Harare não é uma cidade francamente bonita. Mas é uma cidade que merece um segundo olhar.
5 comentários:
Bom dia, JB. Adorei a sua crónica de hoje pela forma como encerra. Sexta-feira fui tirar o meu BI de divorciada. Cheguei ao Areeiro e tirei a senha 489 quando me apercebi que tinham acabado de chamar pelo nr 360. Penso que nunca esperei tanto nem nunca tive tanta gente à minha frente para cumprir qualquer finalidade. Foi uma lição de humildade: sentar e esperar como os outros, sem apelo nem agravo. A princípio, toda aquela gente me pareceu tão medonha e indesejável como a minha espera.

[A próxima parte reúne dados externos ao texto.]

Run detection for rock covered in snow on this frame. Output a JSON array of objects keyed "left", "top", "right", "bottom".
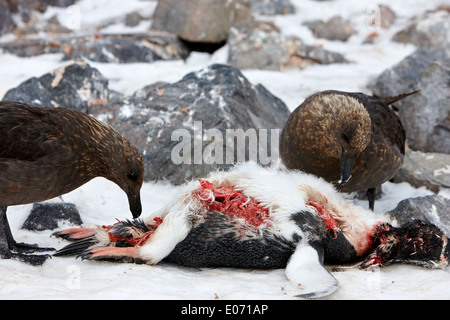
[
  {"left": 393, "top": 10, "right": 450, "bottom": 49},
  {"left": 0, "top": 32, "right": 189, "bottom": 62},
  {"left": 393, "top": 150, "right": 450, "bottom": 193},
  {"left": 2, "top": 61, "right": 109, "bottom": 113},
  {"left": 227, "top": 27, "right": 348, "bottom": 70},
  {"left": 61, "top": 33, "right": 189, "bottom": 63},
  {"left": 370, "top": 46, "right": 450, "bottom": 153},
  {"left": 387, "top": 195, "right": 450, "bottom": 237},
  {"left": 22, "top": 203, "right": 82, "bottom": 231},
  {"left": 90, "top": 64, "right": 290, "bottom": 184}
]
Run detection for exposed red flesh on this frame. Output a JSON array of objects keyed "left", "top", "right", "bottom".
[
  {"left": 103, "top": 217, "right": 163, "bottom": 246},
  {"left": 307, "top": 200, "right": 337, "bottom": 238},
  {"left": 194, "top": 179, "right": 270, "bottom": 227}
]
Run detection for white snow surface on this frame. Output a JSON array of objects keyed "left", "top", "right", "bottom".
[{"left": 1, "top": 0, "right": 450, "bottom": 300}]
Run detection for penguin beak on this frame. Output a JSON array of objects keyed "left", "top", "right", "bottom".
[
  {"left": 339, "top": 150, "right": 355, "bottom": 185},
  {"left": 128, "top": 191, "right": 142, "bottom": 219}
]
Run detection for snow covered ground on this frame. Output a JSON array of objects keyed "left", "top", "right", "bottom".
[{"left": 1, "top": 0, "right": 450, "bottom": 300}]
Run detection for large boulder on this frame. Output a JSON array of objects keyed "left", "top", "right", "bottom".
[
  {"left": 151, "top": 0, "right": 235, "bottom": 43},
  {"left": 90, "top": 64, "right": 291, "bottom": 184},
  {"left": 370, "top": 46, "right": 450, "bottom": 153}
]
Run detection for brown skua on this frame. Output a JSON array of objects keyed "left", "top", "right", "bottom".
[
  {"left": 0, "top": 101, "right": 144, "bottom": 265},
  {"left": 280, "top": 90, "right": 417, "bottom": 210}
]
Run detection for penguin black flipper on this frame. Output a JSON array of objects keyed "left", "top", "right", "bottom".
[{"left": 286, "top": 241, "right": 338, "bottom": 298}]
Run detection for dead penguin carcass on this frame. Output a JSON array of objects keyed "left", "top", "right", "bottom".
[{"left": 54, "top": 164, "right": 449, "bottom": 298}]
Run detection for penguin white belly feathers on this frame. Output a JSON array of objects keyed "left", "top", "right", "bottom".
[{"left": 54, "top": 163, "right": 450, "bottom": 298}]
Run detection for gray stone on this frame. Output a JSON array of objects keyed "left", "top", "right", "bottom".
[
  {"left": 228, "top": 28, "right": 348, "bottom": 70},
  {"left": 0, "top": 32, "right": 189, "bottom": 62},
  {"left": 306, "top": 16, "right": 356, "bottom": 42},
  {"left": 393, "top": 150, "right": 450, "bottom": 193},
  {"left": 387, "top": 195, "right": 450, "bottom": 237},
  {"left": 152, "top": 0, "right": 235, "bottom": 43},
  {"left": 370, "top": 46, "right": 450, "bottom": 153},
  {"left": 62, "top": 33, "right": 189, "bottom": 63},
  {"left": 2, "top": 61, "right": 109, "bottom": 113},
  {"left": 393, "top": 10, "right": 450, "bottom": 49},
  {"left": 22, "top": 202, "right": 82, "bottom": 231}
]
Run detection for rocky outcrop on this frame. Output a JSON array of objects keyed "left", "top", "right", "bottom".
[{"left": 3, "top": 62, "right": 290, "bottom": 185}]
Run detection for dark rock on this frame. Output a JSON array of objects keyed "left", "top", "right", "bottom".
[
  {"left": 124, "top": 12, "right": 143, "bottom": 27},
  {"left": 227, "top": 28, "right": 348, "bottom": 70},
  {"left": 306, "top": 16, "right": 356, "bottom": 42},
  {"left": 370, "top": 46, "right": 450, "bottom": 153},
  {"left": 22, "top": 202, "right": 82, "bottom": 231},
  {"left": 249, "top": 0, "right": 295, "bottom": 16},
  {"left": 0, "top": 0, "right": 15, "bottom": 36},
  {"left": 393, "top": 150, "right": 450, "bottom": 193},
  {"left": 90, "top": 64, "right": 291, "bottom": 185},
  {"left": 387, "top": 195, "right": 450, "bottom": 237},
  {"left": 152, "top": 0, "right": 235, "bottom": 43},
  {"left": 393, "top": 10, "right": 450, "bottom": 49},
  {"left": 0, "top": 32, "right": 189, "bottom": 62},
  {"left": 62, "top": 33, "right": 189, "bottom": 63},
  {"left": 2, "top": 61, "right": 109, "bottom": 113}
]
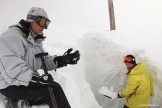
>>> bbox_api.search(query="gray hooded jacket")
[0,20,57,89]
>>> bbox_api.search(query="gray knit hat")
[26,7,49,22]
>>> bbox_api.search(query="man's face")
[30,21,44,36]
[125,62,136,71]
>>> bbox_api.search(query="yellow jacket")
[120,62,153,108]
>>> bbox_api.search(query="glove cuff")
[118,92,123,98]
[54,56,67,68]
[31,74,39,83]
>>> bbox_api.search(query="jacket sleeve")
[120,75,139,97]
[0,28,33,86]
[44,55,57,71]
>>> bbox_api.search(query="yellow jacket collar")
[130,62,146,75]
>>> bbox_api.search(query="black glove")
[54,48,80,68]
[29,74,55,87]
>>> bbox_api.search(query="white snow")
[0,0,162,108]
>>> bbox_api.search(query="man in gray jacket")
[0,7,80,108]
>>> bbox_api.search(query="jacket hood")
[130,62,146,75]
[10,19,30,36]
[10,19,46,40]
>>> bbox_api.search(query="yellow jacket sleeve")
[120,75,139,97]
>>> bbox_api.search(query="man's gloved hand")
[98,86,117,99]
[29,74,55,87]
[54,48,80,68]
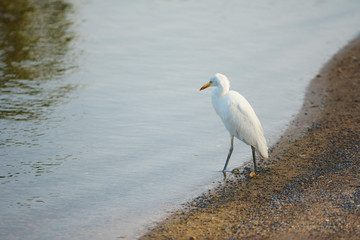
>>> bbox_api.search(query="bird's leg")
[251,146,257,173]
[222,137,234,172]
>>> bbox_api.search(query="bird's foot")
[250,171,257,178]
[256,167,269,173]
[222,171,227,179]
[250,167,269,178]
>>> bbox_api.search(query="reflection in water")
[0,0,79,181]
[0,0,77,120]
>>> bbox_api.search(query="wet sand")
[142,36,360,239]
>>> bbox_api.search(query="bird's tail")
[257,138,269,159]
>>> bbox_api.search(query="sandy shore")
[142,36,360,240]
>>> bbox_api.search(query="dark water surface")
[1,0,360,239]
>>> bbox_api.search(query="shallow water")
[1,0,360,239]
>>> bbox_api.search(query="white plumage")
[200,73,268,173]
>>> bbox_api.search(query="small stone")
[209,217,216,222]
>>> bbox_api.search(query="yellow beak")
[200,82,212,91]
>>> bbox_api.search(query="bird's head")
[200,73,229,91]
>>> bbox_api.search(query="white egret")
[200,73,268,174]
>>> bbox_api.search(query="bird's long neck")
[213,81,230,97]
[211,82,230,120]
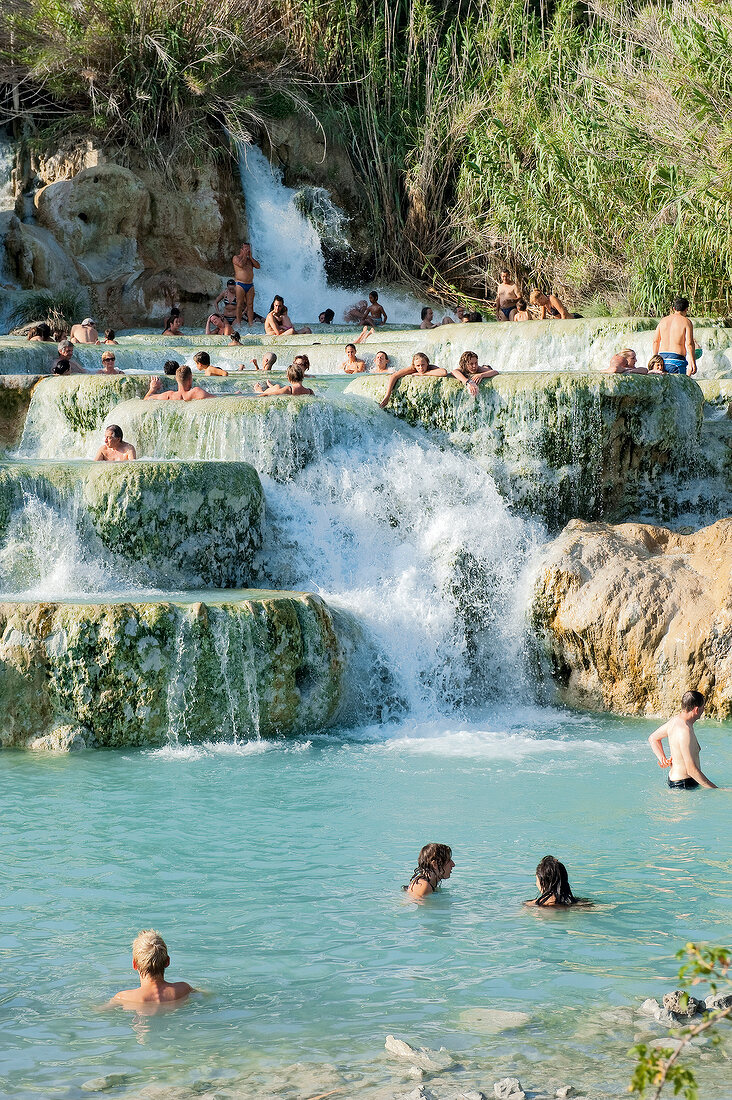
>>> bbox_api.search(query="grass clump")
[8,288,89,332]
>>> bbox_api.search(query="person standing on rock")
[233,242,260,329]
[652,297,698,375]
[648,690,717,789]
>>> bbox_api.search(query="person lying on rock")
[95,424,136,462]
[97,351,123,375]
[403,843,455,899]
[648,690,717,790]
[379,351,447,409]
[342,342,367,373]
[144,365,217,401]
[452,350,499,396]
[245,352,277,372]
[524,855,588,907]
[252,362,314,397]
[193,351,228,377]
[52,341,88,375]
[529,289,571,320]
[109,929,193,1009]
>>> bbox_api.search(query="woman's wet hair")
[416,843,452,877]
[230,332,241,343]
[412,352,431,369]
[458,350,479,374]
[293,354,309,370]
[270,296,285,312]
[287,363,305,383]
[319,308,335,324]
[534,855,576,906]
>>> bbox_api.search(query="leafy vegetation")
[630,943,731,1099]
[7,287,90,331]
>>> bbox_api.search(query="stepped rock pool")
[2,712,731,1100]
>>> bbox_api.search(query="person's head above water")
[345,343,357,355]
[412,352,432,373]
[681,689,705,717]
[421,306,433,322]
[647,354,666,373]
[609,353,629,372]
[176,365,193,389]
[534,855,576,906]
[292,353,309,372]
[374,351,389,368]
[132,929,170,979]
[413,843,454,882]
[193,351,211,368]
[621,347,637,368]
[458,350,481,375]
[263,352,277,369]
[673,296,690,314]
[163,360,180,376]
[319,308,335,324]
[287,363,305,384]
[104,424,124,443]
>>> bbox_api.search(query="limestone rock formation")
[0,592,344,748]
[531,518,732,716]
[0,375,42,449]
[348,373,704,526]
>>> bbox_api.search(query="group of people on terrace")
[108,688,716,1007]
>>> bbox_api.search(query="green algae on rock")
[0,591,344,748]
[348,372,704,526]
[0,460,263,589]
[529,518,732,717]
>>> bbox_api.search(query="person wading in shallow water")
[648,690,717,789]
[109,930,193,1007]
[403,843,455,898]
[652,296,698,376]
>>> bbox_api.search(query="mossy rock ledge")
[529,518,732,717]
[347,373,705,527]
[0,592,344,749]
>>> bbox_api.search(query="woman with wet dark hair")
[403,843,455,899]
[525,855,588,907]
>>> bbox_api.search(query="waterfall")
[0,135,14,212]
[237,143,420,325]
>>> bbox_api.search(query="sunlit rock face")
[0,591,344,748]
[530,518,732,717]
[0,460,264,590]
[348,373,704,526]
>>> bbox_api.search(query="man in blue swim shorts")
[652,296,698,375]
[232,242,260,329]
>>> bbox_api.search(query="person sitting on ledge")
[144,364,217,401]
[529,289,571,320]
[452,350,499,396]
[205,313,233,336]
[648,690,717,790]
[364,290,388,326]
[245,352,277,372]
[193,351,228,377]
[512,299,530,322]
[97,351,123,375]
[647,354,666,374]
[52,341,88,375]
[162,313,183,336]
[403,843,455,899]
[109,929,193,1008]
[95,424,136,462]
[70,317,100,344]
[265,296,311,336]
[371,350,391,373]
[342,343,366,374]
[103,329,118,345]
[524,855,587,907]
[379,351,447,409]
[253,362,314,397]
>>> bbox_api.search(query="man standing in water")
[652,296,697,375]
[233,242,260,329]
[648,690,717,789]
[495,270,522,321]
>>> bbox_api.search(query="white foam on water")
[237,142,421,326]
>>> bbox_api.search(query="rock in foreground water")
[531,518,732,716]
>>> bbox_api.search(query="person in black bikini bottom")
[647,690,718,790]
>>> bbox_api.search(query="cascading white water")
[0,135,14,212]
[237,143,421,325]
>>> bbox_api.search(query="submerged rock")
[530,518,732,716]
[29,724,88,752]
[0,591,344,748]
[705,990,732,1012]
[493,1078,525,1099]
[385,1035,453,1073]
[348,372,704,527]
[458,1008,530,1034]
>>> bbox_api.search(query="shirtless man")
[420,307,436,329]
[245,352,277,372]
[52,341,88,375]
[233,242,260,328]
[69,317,100,344]
[95,424,136,461]
[529,289,571,320]
[193,350,228,377]
[648,690,717,790]
[496,270,521,321]
[364,290,388,325]
[109,930,193,1008]
[652,297,698,376]
[144,364,217,401]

Depois, pouco a pouco, fui encetando conversa com os meus vizinhos, tão conformados como eu à sua sorte. Bom, para resumir: fiquei amiga de uma família cigana, com quem discuti de tudo: racismo, direitos humanos, liberdade, preguiça, you name it! Às tantas, todo o Arquivo se suspendeu naquele diálogo, julgando que acabava mal. O patriarca provocava-me: «Sabe, para estes tipos, a minha filha não é portuguesa, é uma cigana!» «E para si, o que é?», respondia-lhe eu. TAMBÉM NÃO É UMA CIGANA? Ou será que não se orgulha disso?» As coisas foram aquecendo, para nervosismo geral. Por fim, o homem já me dizia. «A senhora pode encontrar de tudo: mas não encontra um cigano que seja pedófilo ou faça mal a uma criança! Pense lá bem!» Não desarmei: «Apanho-o já!», disse-lhe eu.» Pedófilo não sei, dessas coisas a gente só tem notícia de uma parte ínfima do que acontece. Mas que fazem mal às crianças, fazem, tal como os outros!» «Como?», perguntava o cigano, incrédulo. E logo eu, tirando esta da cartola: «Não traficam droga? E esta não vai parar às escolas?» Bom, foi uma espera olímpica. Trouxe o número de telefone do cigano. Ficámos amigos para a vida. Era um bom homem, justo, e, sempre que o apanhava com a lógica, cedia. Lembrei-me de ontem lendo o teu texto de hoje. Harare é, pelos vistos, como a paisagem lúgubre de uma sala de espera de uma repartição oficial, ou de uma «assustadora» comunidade cigana: merece, sempre e em qualquer circunstância, um segundo olhar. Extenso
Bela crónica, JB. Acho que o erro de aferição é esse mesmo: a referência mental e estética que há sempre nos nossos olhos. Gosto de saber que o seu olhar se vai alargando cada vez mais...
Aqui nos Açores não é preciso qualquer esforço de vontade: é a natureza que domina tudo e é esplendorosa! Tudo o resto (incluindo nós) é absolutamente insignificante.
Beijos meus e das outras duas exiladas.
ouvi dizer que as exiladas se estamparam com o único carro que havia na ilha
sabias JB?
quanto á tua descrição de Harare não me consola muito ....
exilados ou não ... vocês fazem-me muita falta ...todos
bjs da
ex-futura
ritz_on_the_rocks
Caro Tio Joao,
Visto que ambos nos encontramos em paises, considerados, terceiro-mundistas, nao queria passar sem deixar aqui uma saudacao ( Benfiquista de preferncia). Tenho curiosidade de saber como e pagar um papo seco com uma nota de 4000000 de Dolares!
Entretanto, fica aqui o endereco do meu blog, que esta a relatar a experiencia indiana: nopaisdegandhi.blogspot.com.
Um abraco,
Donizete
Olá JB,
Esta "blog addition" (anónimo dixit) está galopante !
Que ternura que senti ao ler a troca de comentários entre Jodpur e Harare. O mundo virou "aldeia".